Menurutnya, hal itu merupakan hal yang biasa dalam dunia olahraga.

"Kalau ada yang bilang, mainnya lagi nggak enak, itu memang bisa saja dialami sama pemain, saya pun begitu. Kalau saya, main nggak enak itu kalau mau netting nyangkut, mau apa-apa nyangkut, mati sendiri," tutur Hendra dikutip Badmintonindonesia.org.

Hendra mengakui bahwa hal ini tidak dapat diprediksi kapan akan dialami seorang atlet. Bahkan ketika atlet tersebut telah melakukan persiapan sebaik mungkin, bisa saja menemui situasi yang tak diharapkan terjadi di lapangan.

"Kadang sudah prepare, tapi pas nggak enak mainnya, itu kadang nggak tahu faktor penyebabnya," kata Hendra.

Lebih lanjut, Hendra mengatakan bahwa pemain tak boleh membiarkan keadaan ini terus terjadi di lapangan, pemain mesti mengetahui bagaimana caranya menghadapi kendala tersebut.

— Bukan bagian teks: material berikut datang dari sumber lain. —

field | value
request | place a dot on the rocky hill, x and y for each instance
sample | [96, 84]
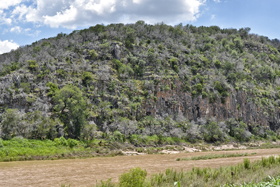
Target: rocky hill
[183, 82]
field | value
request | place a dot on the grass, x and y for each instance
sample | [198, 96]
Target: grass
[268, 181]
[213, 156]
[19, 149]
[243, 174]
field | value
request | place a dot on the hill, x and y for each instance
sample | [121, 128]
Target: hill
[128, 82]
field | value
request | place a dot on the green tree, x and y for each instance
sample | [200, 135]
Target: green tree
[135, 177]
[71, 108]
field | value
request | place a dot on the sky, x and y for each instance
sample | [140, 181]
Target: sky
[23, 22]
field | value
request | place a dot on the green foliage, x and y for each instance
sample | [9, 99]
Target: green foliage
[212, 132]
[135, 177]
[26, 87]
[53, 88]
[246, 162]
[87, 78]
[36, 49]
[174, 64]
[32, 65]
[71, 108]
[93, 54]
[218, 64]
[7, 69]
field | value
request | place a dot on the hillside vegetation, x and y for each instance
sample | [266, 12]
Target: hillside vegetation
[137, 81]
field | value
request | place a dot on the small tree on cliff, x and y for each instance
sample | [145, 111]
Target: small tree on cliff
[71, 108]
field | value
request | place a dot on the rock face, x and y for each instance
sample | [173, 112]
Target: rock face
[177, 102]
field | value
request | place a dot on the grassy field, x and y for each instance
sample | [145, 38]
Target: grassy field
[19, 149]
[244, 174]
[213, 156]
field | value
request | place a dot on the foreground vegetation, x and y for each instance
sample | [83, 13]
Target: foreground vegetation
[20, 149]
[268, 182]
[246, 172]
[213, 156]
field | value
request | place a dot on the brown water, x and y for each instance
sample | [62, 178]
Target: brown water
[84, 172]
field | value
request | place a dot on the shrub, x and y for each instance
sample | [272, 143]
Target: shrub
[53, 88]
[26, 87]
[246, 163]
[72, 143]
[32, 65]
[87, 78]
[135, 177]
[61, 141]
[93, 54]
[1, 143]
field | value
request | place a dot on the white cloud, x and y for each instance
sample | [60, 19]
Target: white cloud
[16, 29]
[74, 13]
[4, 19]
[5, 4]
[7, 46]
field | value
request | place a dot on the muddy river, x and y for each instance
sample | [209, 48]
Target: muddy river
[85, 172]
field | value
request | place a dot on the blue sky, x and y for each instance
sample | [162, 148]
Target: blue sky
[23, 22]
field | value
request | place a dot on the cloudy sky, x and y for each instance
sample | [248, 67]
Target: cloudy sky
[25, 21]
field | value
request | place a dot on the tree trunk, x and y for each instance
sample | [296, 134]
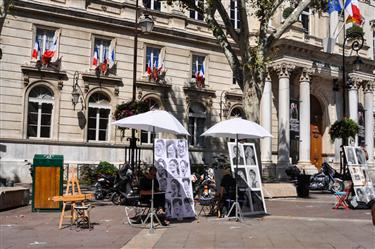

BACA JUGA: Super Cerdas, Ini Sosok Paling Berpengaruh di Yamaha Bagi Rossi

Setiap pemain memiliki cara yang berbeda-beda dalam mengatasi permasalahan di lapangan.

"Kalau lagi nggak enak mainnya, harus bisa ngatasin, semua pemain punya cara masing-masing. Kalau saya, jadi mainnya drive dulu, asal masuk dulu, tapi kadang asal masuk pun nggak dapet feel-nya. Nggak gampang, kan?" ucap Hendra yang kini berpasangan dengan Mohammad Ahsan.

Di sektor ganda, tentunya performa seorang pemain akan mempengaruhi pasangan mainnya.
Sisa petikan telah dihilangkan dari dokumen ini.